[BioC] probeSetSummary and named vector
James W. MacDonald
jmacdon at med.umich.edu
Wed Nov 28 15:53:46 CET 2007
Hi Ingrid,
Ingrid H. G. Østensen wrote:
> Hi
>
> I have found GO categorys in a data set and want to see which genes are in the different terms that are listed. Previously I have done the following:
>
> annoPk <- "illuminaHumanv2"
> entrezPk <- illuminaHumanv2ENTREZID
> pVerdi_GO = 0.01
>
> probe <- top2[,1] #top2 is a topTable object
>
> sigLL <- (unlist(mget(probe, env=entrezPk, ifnotfound=NA)))
> sigLL <- sigLL[!is.na(sigLL)]
> sigLL <- sigLL[!duplicated(sigLL)]
>
> univ <- unique(getLL(ls(entrezPk), annoPk))
>
>
> params <- new("GOHyperGParams", geneIds= sigLL, universeGeneIds=univ, annotation=annoPk, ontology="BP", pvalueCutoff= pVerdi_GO, conditional=TRUE, testDirection="over")
> hgOver <- hyperGTest(params)
> res_filNavn <- paste(i, "_GO_summary_BP_over.html", sep = "")
> htmlReport(hgOver,file=res_filNavn)
> ps <- probeSetSummary(hgOver)
> res_filNavn_gener <- paste(i, "_GO_prober_BP_over.txt")
> for(j in 1:length(ps))
> {
> write.table(ps[j], file = res_filNavn_gener, append=TRUE, sep="")
> }
>
> This has worked fine. But now I am reading the topTable result as an .txt file (topTable files made previously and stored as a .txt file). I now have to use as.character to get the information into hyperGTest.
>
> sigLL <- (unlist(mget(as.character(probe), env=entrezPk, ifnotfound=NA)))
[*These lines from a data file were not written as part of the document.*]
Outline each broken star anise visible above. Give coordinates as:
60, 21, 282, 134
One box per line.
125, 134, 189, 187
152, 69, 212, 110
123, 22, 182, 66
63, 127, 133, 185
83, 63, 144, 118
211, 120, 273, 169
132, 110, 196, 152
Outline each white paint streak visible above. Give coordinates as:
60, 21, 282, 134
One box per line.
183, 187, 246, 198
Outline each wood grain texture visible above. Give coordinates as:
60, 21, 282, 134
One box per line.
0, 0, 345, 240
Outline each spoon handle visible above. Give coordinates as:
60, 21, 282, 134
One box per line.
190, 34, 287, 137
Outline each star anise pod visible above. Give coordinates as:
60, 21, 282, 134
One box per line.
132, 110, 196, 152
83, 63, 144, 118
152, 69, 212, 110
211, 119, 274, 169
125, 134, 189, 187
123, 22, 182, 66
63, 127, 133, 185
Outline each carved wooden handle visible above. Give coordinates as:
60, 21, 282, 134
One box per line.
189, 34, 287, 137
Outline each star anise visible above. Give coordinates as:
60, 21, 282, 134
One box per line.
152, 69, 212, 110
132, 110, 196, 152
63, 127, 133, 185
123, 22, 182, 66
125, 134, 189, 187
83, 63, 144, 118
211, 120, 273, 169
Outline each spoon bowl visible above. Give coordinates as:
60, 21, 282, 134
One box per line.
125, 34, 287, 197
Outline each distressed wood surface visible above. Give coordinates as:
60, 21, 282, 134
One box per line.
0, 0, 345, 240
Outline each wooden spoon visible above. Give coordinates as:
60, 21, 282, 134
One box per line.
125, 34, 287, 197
> sigLL <- as.character(sigLL[!is.na(sigLL)])
> sigLL <- sigLL[!duplicated(sigLL)]
>
> univ <- as.character(unique(getLL(ls(entrezPk), annoPk)))
>
> Unfortenatly probeSetSummary does not like this:
>
>
>> ps <- probeSetSummary(hgOver)
> Warning message:
> The vector of geneIds used to create the GOHyperGParams object was not a named vector.
> If you want to know the probesets that contributed to this result
> you need to pass a named vector for geneIds.
>
> Is it possible to read a .txt file and get the probe ID into a named vector? Or get around this another way? I have tried on R 2.5.1 and 2.6.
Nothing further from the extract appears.